What: IOM3 Self-Healing Elastomers Conference
Where: Institute of Materials, Minerals and Mining, London
Why: Technical Discussion Meeting on Self-Healing Elastomers
T.S. Elliot said; “The journey, not the destination matters”, but when Apple Maps is sending you the wrong way down a freezing street in London, it’s hard not to think about finishing the journey very quickly and getting into the warm. Almost as a juxtaposition to the freezing conditions outside, the IOM3 building was, thankfully, very warm. In fact, the air con had to be used during the course of the afternoon to keep everybody awake. We arrived and were sent upstairs where we had a brief introduction before the talks got underway.
The talks plus brief summaries were as follows:
‘Self-healing supramolecular polyurethanes’ by Wayne Hayes (University of Reading) and Clive Siviour (University of Oxford) was a great talk to get started with. They gave an excellent introduction to the topic for the newbies and for those who needed a refresher and then proceeded to demonstrate their novel research. The main outcome of their research was that a crossover of the storage and loss moduli leads to the formation of healable hydrogen bonded supramolecular networks. This could lead to new biomedical applications.
‘Self-healing rubber nanocomposites’ by Aladdin Sallat, Frank Böhme, Marcus Suckow, Amit Das, Gert Heinrich (Leibniz Institute of Polymer Research Dresden). Aladdin focused on another method of self-healing with ionic clusters looking at rubber tyres to help fix small tears and improve lifetime.
‘The development of biologically inspired multifunctional composite materials that possess adaptive shape are damage tolerant and exhibit self-healing potential’ by Richard Trask (University of Bath). A slightly different take on self-healing than the other speakers, Richard and his group are motivated by biological systems to solve engineering problems such as fixing internal damage to laminates by having microvascular networks to deliver a healing agent.
He then went on to discuss 4D materials, for example “polymers that change level of crosslinking, and therefore stiffness, in response to environmental stimuli”.
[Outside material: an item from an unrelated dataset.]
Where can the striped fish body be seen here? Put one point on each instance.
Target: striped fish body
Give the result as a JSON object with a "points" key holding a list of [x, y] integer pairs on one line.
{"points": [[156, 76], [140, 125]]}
The final talk was ‘The development of active repair solutions in elastic matrices’ by Ian German (Gnosys Global Ltd.). Ian spoke about the problems affecting deep sea cables and how difficult it can be to try and fix them if a cut or other damage occurs. He described the current commercially available solutions and how Gnosys competes with these. Although slightly restricted by IP, the talk was still engaging, and considered a field outside the normal day-to-day world.
Having made it through a tough afternoon of talks, the end was in sight and after some small concluding remarks we were rewarded with tea and biscuits. Happy CSCT scientists!